His designs include palaces in the Seychelles and France, and the Sheikh Zayed Mosque in China, a gift from the Khalifa bin Zayed Al Nahyan Foundation to the Muslim community in Ningxia, China. It holds 6,000 worshippers.
But his work will be most familiar to Abu Dhabi residents. He estimates that his company has designed about 30 buildings in the city– including the First Arab Bank headquarters, the Holiday Inn and the Twin Towers on Airport Road.
Mr Megallaa landed in the UAE during a construction boom in September 1977.
“At that time, Sheikh Zayed would give the local people two lands – one land for his house and one for the commercial building. From having nothing, everybody had [land].”
This meant everybody needed an architect. When Mr Megallaa arrived with a Lebanese consultancy, he saw what he calls a “salad” of influences.
“There were many architects from all over the world and everyone would do something to suit him."
In 1982, he and his wife, Nabila, left their jobs to open their own firm. His wife was the accountant, secretary and financial manager. “We started with three persons: myself, my wife and one office boy. But it was very good to work together because I will never find a person who will help me and be honest with me other than my wife.”

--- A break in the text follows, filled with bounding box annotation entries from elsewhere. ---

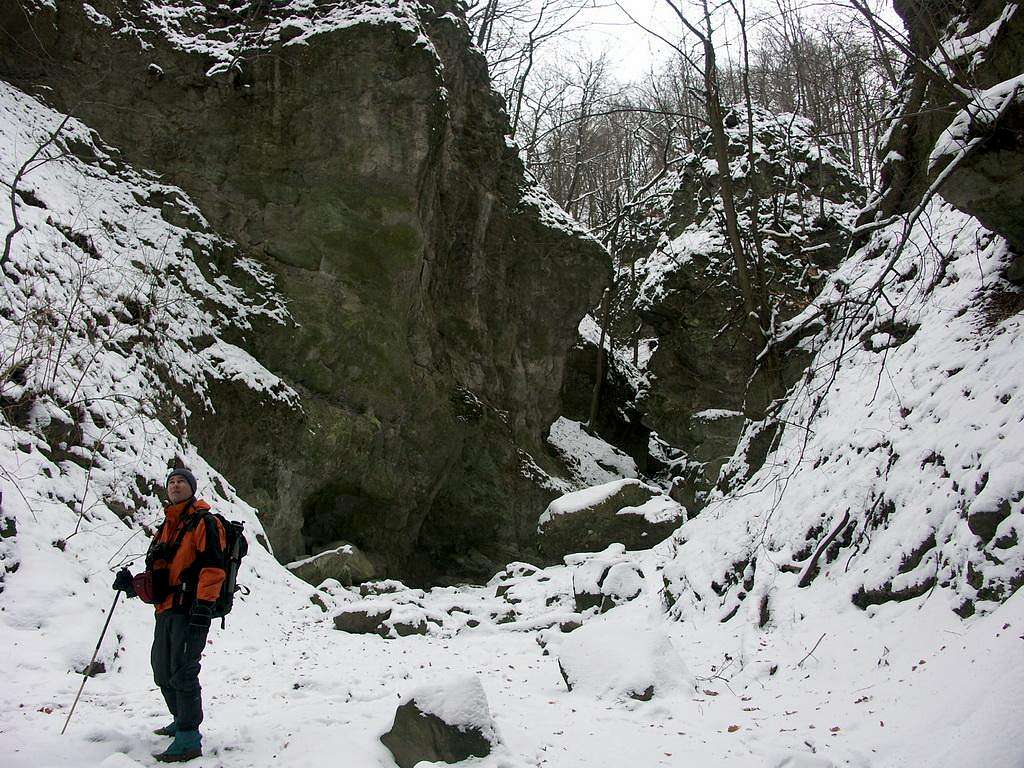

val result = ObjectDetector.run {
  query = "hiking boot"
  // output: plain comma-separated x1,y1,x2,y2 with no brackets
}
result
153,731,203,763
154,720,178,736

The day the office opened on October 2, 1982, he received a call informing him that he had won a bid for his first project against several well-established consultants.
“When I came in for the first day, my wife said to me 'what are you going to do? You don’t have any work’. But we received the first gift from God on the first day.”

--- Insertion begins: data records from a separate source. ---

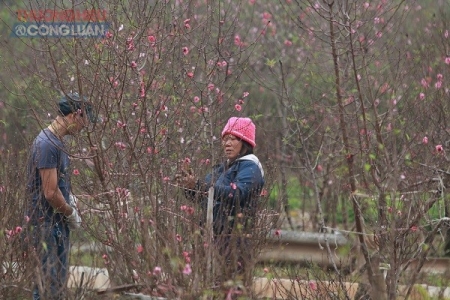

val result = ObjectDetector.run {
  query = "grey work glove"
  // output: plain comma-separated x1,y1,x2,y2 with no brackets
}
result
66,194,81,230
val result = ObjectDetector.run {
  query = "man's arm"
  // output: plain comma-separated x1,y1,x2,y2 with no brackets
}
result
39,168,73,216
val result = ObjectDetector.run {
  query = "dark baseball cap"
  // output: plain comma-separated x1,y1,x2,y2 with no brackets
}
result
58,93,97,123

Mr Megallaa was soon commissioned to design a palace for President Sheikh Khalifa’s mother, the late Sheikha Hessa bint Mohammed, in Al Ain.
Hospitality is the most important consideration when designing a palace, explains Mr Megallaa. It requires special attention to the majlis, a reception room where the sheikh receives guests and the public.

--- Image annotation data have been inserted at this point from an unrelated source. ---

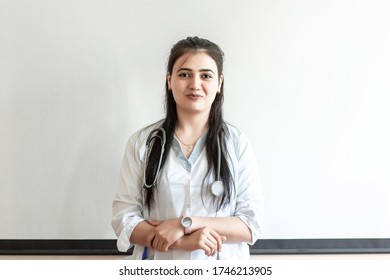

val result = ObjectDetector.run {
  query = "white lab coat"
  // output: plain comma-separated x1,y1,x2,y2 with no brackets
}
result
112,121,263,260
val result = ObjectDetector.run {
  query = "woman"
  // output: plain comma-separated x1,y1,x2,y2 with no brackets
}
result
112,37,262,259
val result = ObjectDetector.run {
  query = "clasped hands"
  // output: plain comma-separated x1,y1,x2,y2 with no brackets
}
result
145,218,226,256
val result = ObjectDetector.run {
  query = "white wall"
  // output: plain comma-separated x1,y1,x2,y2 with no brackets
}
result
0,0,390,239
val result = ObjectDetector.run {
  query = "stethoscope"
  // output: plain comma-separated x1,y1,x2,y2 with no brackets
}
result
144,127,224,197
141,127,224,260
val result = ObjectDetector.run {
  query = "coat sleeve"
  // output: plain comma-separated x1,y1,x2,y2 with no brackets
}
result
112,133,145,252
234,133,264,245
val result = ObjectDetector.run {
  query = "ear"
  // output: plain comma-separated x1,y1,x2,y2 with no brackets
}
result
167,73,172,91
217,75,223,94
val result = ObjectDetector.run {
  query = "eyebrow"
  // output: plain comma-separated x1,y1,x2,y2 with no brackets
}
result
176,68,215,74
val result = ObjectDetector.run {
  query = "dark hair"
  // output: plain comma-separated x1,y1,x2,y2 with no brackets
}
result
144,37,234,210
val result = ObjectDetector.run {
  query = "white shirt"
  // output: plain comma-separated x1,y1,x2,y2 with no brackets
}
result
112,121,263,260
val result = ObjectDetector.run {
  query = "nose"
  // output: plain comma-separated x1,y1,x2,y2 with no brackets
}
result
189,76,201,91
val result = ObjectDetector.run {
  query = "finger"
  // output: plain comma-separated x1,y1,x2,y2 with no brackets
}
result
152,237,159,250
210,231,222,252
205,239,217,256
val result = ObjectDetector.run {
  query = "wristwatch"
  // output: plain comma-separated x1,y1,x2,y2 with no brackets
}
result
181,216,192,235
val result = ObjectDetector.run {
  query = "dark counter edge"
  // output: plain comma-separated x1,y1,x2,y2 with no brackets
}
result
0,238,390,255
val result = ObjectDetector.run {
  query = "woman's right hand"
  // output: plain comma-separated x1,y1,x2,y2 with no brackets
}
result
172,227,226,256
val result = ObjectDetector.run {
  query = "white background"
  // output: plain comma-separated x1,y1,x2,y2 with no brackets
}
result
0,0,390,239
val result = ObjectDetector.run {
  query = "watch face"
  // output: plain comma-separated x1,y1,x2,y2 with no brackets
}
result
181,217,192,227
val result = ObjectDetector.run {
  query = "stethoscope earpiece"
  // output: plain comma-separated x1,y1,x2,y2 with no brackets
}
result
210,181,223,197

As the senior in the family, Sheikh Khalifa’s mother was in the unique position of hosting both men and women.
“Really, they told me she was like the mayor of Al Ain. She works with everybody and she deals with everybody – men and women.” To reflect her openness, he designed an open space with an eight-metre-tall glass room and an 85-metre Moroccan fountain.
“Of course, the size of the kitchen in these palaces – it’s like for a hotel. Really, you can say that this kitchen can serve, minimum, a hundred people.”
Then there are matters of discretion. Mr Megallaa recalls presenting a design to a regular client who noticed one thing was forgotten: the hairdressing room. “He will never go to a hairdresser,” said Mr Megallaa of the client. “They come to his palace. This place has to be very private.”
In 1984, when Mr Megallaa was asked to build a mosque in Al Ain, he had to seek permission from the Al Ain municipality because he was Christian.
“At that time, some of the local people didn’t believe that a Christian architect could design a mosque. The owner of the mosque went to the Ruler of Al Ain and told him that he would not work with any other architect.”
He has since completed nine mosques and seven churches, including the St Anthony Coptic Orthodox Cathedral in Abu Dhabi where he is an active member.
At age 78, Mr Megallaa continues to work. Yet, of all his life’s work, he speaks with the greatest pride when he is on the topic of his daughter in Egypt and son Shadi, a DJ-turned-entrepreneur of a vinyl record store in Dubai focusing on electronic dance music, instead of following in his father's footsteps.
Mr Megallaa prefers the classics of Umm Khalthoum and Abdel Halim Hafez to electronic dance music, but realises that his son is creating, just as he did.
“We went to Reem Island for his show once just to show we appreciated it.”
“All our friends say to him, ‘your father did a lot of work to have this [business] now’. But really I believe that no one will be successful if they don’t like their job. Sometimes I spend a very long time doing some new designs, just like Shadi.